Pontiac portrait

This is an artist's representation of Pontiac. No known portrait of Pontiac was painted during his lifetime.

EDITOR'S NOTE: This story is Part 5 in a 9-part series on Ohio's great American Indian chiefs released by the Ohio Historical Society on Nov. 3, 1967. Richland Source has entered into a collaborative agreement with the Ohio History Connection to share content across our sitesPart 1 focused on the Six Nations. Part 2 profiled Little Turtle. Part 3 examined Cornstalk. Part 4 was about Logan.

Pontiac was an Ottaw chief, born about 1720 somewhere near present-day Detroit.

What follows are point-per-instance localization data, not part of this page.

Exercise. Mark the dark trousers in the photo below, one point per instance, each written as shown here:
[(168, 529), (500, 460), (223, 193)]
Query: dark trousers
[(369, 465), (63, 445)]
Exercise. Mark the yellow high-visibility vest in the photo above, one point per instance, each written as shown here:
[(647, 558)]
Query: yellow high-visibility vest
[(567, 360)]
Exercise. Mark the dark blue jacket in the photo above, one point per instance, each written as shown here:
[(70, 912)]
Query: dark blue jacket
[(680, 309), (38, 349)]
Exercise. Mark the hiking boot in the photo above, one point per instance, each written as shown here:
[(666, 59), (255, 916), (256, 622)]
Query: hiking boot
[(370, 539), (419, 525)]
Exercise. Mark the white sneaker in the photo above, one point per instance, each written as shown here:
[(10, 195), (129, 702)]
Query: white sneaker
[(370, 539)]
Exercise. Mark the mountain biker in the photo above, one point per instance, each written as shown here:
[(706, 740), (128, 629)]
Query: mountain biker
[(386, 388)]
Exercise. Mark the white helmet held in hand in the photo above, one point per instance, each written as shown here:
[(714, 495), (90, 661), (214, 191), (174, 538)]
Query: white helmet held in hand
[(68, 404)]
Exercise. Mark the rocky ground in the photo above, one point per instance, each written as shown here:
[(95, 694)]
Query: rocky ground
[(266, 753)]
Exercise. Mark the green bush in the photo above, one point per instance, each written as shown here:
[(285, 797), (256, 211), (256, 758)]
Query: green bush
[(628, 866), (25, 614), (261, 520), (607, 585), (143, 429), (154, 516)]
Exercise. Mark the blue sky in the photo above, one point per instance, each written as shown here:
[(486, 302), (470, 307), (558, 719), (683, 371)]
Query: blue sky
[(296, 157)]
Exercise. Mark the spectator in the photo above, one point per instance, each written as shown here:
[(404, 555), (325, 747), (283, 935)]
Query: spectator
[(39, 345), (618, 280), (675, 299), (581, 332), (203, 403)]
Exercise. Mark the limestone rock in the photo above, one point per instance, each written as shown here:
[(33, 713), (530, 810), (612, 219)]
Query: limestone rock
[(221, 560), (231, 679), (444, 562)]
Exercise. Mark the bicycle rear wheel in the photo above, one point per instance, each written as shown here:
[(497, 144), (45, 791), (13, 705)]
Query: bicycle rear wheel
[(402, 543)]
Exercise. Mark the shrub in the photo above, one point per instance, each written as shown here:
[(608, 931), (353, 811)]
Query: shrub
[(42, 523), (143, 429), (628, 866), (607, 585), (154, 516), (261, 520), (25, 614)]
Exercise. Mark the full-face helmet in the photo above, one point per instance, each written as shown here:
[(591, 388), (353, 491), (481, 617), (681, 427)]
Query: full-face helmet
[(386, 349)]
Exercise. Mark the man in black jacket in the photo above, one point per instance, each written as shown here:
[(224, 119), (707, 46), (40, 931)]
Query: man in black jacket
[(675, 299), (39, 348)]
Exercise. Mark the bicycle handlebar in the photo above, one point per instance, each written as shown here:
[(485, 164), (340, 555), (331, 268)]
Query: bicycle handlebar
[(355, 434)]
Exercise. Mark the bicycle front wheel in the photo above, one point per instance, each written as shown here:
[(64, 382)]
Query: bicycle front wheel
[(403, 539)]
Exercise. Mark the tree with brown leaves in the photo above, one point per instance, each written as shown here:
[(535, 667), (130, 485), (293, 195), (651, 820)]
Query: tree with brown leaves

He is believed to have fought with the Ottawa and Chippewa tribes at General Edward Braddock's famous defeat in 1775. 

Pontiac was one of a delegation which met with Colonel Robert Rogers at the mouth of the Detroit River in 1760 to give a formal welcome to the British after the defeat of the French in Canada. He consented to acknowledge King George III as "uncle," but insisted that they had equal status as sovereigns.

"Pontiac's Rebellion" in 1763 was a carefully planned uprising of many tribes by which all the English garrisons and settlements in the Northwest were to be surprised and destroyed on the same day. 

The English fort on Sandusky Bay was the first to fall, but Detroit and Fort Pitt resisted in long seiges and the campaign failed.

Two years later, Irish fur trader George Croghan persuaded Pontiac to accept English rule. 

In 1769, Pontiac was murdered by Native American Indians who were jealous of his eminence and influence.